Ending divisions between Islamist Hamas and the rival Fatah group of Palestinian President Mahmoud Abbas is seen as key to lifting an Israeli-led blockade of the impoverished Gaza Strip, enforced since Hamas won a parliamentary election in 2006.
The administration of U.S. President Barack Obama and the European Union have offered encouragement to Cairo to try to end the schism, which has helped Israel make the case that the Palestinians are not ready for statehood, diplomats said.
But the Obama administration and the EU have still made clear that Western support was conditional on what, if any, unity agreement emerges from the talks in Cairo.
The reconciliation talks were meant to have begun in Egypt on Sunday, but were postponed last week with Hamas blaming Israel’s refusal to agree to a new Gaza truce after its January offensive in the territory to counter cross-border rocket fire.
Hamas drove Fatah out of Gaza in June 2007 after a power struggle that turned violent, leaving Abbas with a truncated mandate in the Israeli-occupied West Bank.
Fatah has mounted roundups of West Bank Hamas activists. Hamas wants them released as part of the rapprochement efforts.
“In order for the dialogue to succeed, serious work must be exerted to release all political prisoners from the Palestinian Authority jails in the West Bank,” said Hamas spokesman Fawzi Barhoum, who also confirmed the February 25 date for the talks.
A Fatah official, speaking on condition of anonymity, said the group could order an amnesty for some Hamas prisoners.
“Under an understanding with Hamas, there will be releases of many Hamas detainees,” the Fatah official told Reuters.
Abbas, which dissolved a government alliance with Hamas after its Gaza takeover, has called for a new union — but on condition the Islamists submit to his authority.
Any unity government including Hamas ministers would have to meet three Western conditions to renounce violence, recognize Israel and abide by interim peace accords, U.S. officials said.

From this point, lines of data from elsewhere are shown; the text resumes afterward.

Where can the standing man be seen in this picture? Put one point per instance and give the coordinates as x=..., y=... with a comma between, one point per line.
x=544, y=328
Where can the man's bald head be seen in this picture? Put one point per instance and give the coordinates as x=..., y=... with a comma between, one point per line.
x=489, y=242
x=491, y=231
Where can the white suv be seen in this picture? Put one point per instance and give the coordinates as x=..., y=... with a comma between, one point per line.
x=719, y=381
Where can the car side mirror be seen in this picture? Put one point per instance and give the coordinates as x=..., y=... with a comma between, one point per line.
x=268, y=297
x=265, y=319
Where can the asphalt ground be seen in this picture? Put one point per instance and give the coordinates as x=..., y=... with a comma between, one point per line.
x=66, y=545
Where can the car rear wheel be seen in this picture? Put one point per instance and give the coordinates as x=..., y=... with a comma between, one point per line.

A government made up of non-partisan technocrats could have more room to maneuver if it adopted a platform accommodating a two-state solution with Israel, U.S. and EU officials said.
Neither outcome appears to be agreeable to Hamas, whose leaders have said they will not accept a technocratic government, let alone one that embraces the three Western conditions, which they reject.
Obama’s predecessor, George W. Bush, discouraged Palestinian reconciliation efforts.